Polar generates no heat in the action department. Trying so hard to be cool and bafflingly out of touch, settles for one of those Post-Tarantino/Guy Ritchie late 90’s, early 00’s crime/assassin films, complete with trip hop beats and “cool” character names introduced on screen. Its puzzling people still make these but here is another one.
Duncan Vizla (Mads Mikkelsen) is a soon to be retired professional hitman who is haunted by late 90’s montage flashbacks and threatened with an even earlier “retirement” from his employer.
There is a shoot-out while in the nude that could have worked as a set-up, but here it is an hour in.
These types of movies are so in love with themselves that they stack irritating scenes that seems colorful, edgy or cool that never go anywhere. To work they need to push something, be it audacity, vulgarity, anything. They only work on energy and mostly fizzle out way before the whole duration. Polar is lukewarm from the top with its tired opening scene featuring a cameo from retired “Jackass” Johnny Knoxville getting shot while recieving a blowjob.
Jonas Åkerlund, certified quack, can’t muster up any of the vigour from his music video days to at least inject this pedestrian turn with something that moves. Main interest was the addition of editor Doobie White, who recently made something interesting with Resident Evil: Final chapter (Paul WS. Anderson). Anderson’s clean, symmetrical compositions was, it turned out, a great foil for evoking Se7en era rip-off credits and Rapid Eye Movement post-MTV editing patterns as narrative. There is none of that experimental formalism in Polar. Instead, it is toned down and more conventional. This “form” only delegated to the usual flashback/nightmare-montages. Disappointing to say the least because there is no other intention to speak of.

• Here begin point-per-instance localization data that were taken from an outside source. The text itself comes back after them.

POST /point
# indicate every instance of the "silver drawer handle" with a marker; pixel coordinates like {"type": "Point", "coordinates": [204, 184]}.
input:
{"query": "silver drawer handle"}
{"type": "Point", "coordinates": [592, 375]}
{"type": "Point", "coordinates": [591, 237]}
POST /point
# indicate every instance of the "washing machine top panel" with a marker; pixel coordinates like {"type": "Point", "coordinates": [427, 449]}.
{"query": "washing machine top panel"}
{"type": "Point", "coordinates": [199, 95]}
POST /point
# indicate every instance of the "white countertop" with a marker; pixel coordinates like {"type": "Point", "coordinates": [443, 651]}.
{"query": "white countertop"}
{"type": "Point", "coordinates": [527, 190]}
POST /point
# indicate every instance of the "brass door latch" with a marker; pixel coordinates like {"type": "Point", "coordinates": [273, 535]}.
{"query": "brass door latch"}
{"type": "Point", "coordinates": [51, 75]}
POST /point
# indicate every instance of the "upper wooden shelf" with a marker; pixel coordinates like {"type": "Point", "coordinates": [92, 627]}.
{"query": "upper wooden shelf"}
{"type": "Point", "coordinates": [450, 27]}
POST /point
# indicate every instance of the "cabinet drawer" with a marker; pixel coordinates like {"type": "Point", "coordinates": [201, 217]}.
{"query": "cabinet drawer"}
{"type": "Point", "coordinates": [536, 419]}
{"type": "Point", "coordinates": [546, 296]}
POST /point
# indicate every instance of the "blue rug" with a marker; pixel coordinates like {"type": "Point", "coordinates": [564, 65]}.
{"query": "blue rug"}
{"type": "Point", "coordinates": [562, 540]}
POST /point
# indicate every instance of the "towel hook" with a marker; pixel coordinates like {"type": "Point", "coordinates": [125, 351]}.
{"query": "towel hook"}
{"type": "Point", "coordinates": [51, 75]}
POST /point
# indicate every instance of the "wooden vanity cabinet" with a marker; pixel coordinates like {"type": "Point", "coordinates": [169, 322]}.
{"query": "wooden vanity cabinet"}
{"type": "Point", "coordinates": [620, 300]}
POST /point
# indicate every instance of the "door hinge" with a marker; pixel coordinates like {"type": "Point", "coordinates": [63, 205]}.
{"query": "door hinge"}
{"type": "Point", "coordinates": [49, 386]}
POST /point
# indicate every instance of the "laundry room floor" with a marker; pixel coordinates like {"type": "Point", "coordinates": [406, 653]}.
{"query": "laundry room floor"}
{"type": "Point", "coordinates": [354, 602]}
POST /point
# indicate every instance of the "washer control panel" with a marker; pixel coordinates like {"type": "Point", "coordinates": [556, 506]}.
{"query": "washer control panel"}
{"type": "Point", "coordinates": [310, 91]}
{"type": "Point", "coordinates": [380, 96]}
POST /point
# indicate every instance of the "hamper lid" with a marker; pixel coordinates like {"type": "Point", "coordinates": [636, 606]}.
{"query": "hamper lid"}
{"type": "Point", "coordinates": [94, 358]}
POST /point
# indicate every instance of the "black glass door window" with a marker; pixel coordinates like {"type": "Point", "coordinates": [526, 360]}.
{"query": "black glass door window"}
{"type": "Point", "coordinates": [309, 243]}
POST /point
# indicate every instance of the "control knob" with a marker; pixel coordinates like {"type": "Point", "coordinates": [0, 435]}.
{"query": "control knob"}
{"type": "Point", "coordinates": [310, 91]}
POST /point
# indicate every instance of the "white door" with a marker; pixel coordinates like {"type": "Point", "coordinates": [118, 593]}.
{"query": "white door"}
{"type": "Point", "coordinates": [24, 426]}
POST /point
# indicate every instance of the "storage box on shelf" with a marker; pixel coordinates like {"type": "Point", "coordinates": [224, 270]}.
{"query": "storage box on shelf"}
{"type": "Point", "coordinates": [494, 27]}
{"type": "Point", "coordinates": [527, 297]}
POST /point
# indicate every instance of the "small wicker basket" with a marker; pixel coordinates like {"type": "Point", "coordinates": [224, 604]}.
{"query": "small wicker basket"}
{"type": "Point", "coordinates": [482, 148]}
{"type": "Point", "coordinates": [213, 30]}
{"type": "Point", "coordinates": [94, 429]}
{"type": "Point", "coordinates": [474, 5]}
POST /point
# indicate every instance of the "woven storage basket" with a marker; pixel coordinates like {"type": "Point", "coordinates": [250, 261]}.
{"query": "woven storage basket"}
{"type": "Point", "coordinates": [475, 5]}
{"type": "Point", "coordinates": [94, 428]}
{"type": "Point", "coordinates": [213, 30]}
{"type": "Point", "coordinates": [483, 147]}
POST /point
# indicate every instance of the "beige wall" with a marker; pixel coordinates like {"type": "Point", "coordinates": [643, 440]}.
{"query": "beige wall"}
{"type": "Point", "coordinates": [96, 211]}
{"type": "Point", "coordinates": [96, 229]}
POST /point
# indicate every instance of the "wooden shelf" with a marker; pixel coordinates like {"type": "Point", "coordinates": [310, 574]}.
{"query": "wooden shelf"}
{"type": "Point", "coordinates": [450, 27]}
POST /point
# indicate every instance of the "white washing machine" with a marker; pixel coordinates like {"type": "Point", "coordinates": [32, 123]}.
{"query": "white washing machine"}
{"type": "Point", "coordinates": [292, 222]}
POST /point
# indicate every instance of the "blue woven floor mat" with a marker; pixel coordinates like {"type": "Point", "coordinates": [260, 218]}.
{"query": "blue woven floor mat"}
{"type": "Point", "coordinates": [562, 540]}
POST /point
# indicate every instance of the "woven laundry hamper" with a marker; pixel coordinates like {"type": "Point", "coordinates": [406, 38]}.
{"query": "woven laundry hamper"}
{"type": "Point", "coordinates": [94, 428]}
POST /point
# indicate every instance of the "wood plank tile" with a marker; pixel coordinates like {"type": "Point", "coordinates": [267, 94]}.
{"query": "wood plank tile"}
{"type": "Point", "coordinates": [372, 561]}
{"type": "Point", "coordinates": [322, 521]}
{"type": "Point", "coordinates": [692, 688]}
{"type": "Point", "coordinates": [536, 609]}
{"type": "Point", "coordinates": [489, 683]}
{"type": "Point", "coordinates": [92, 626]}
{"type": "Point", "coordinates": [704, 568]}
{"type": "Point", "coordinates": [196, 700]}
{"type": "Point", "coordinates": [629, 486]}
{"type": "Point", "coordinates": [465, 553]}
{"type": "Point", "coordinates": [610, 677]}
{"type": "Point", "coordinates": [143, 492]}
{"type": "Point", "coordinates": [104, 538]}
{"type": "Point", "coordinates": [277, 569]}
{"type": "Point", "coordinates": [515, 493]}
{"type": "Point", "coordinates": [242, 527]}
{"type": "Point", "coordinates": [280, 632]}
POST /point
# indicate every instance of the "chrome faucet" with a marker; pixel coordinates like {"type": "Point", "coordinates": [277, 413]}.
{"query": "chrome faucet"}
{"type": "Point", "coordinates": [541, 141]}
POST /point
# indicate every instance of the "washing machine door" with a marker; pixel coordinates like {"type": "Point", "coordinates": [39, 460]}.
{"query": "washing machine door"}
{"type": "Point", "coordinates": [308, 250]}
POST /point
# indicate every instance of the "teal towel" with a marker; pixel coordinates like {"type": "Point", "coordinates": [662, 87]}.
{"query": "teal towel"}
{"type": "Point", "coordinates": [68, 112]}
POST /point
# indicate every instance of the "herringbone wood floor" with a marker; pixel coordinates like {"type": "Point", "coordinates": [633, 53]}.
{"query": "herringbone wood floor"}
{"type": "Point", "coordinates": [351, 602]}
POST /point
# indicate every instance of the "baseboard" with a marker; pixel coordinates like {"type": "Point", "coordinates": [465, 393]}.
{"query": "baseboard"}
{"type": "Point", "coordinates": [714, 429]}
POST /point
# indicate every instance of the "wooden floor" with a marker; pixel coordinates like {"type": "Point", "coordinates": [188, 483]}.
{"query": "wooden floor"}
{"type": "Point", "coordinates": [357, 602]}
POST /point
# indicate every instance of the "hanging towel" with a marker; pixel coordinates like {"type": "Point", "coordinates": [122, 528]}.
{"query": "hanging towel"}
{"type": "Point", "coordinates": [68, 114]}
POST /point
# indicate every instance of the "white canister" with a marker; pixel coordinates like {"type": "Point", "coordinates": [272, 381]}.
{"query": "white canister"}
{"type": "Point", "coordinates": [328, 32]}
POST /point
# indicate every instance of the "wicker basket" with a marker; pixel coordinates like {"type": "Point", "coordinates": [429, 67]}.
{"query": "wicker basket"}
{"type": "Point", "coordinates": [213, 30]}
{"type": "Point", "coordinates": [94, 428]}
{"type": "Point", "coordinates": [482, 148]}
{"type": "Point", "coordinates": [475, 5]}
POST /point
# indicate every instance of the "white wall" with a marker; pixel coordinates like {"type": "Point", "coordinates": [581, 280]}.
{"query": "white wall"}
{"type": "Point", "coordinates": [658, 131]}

Polar does try to establish some unearned drama, which however, could have made for a much more interesting film. Too concerned with obnoxious assassin characters and explicit body parts, it fumbles the story arch all together and tries to pad it on as a twist.
Mads Mikkelsen and Vanessa Hudgens really deserves a better film. And how the hell is Richard Dreyfuss even in this thing?
Mikkelsen is a powerhouse and looks absolutely stunning throughout. That’s about it.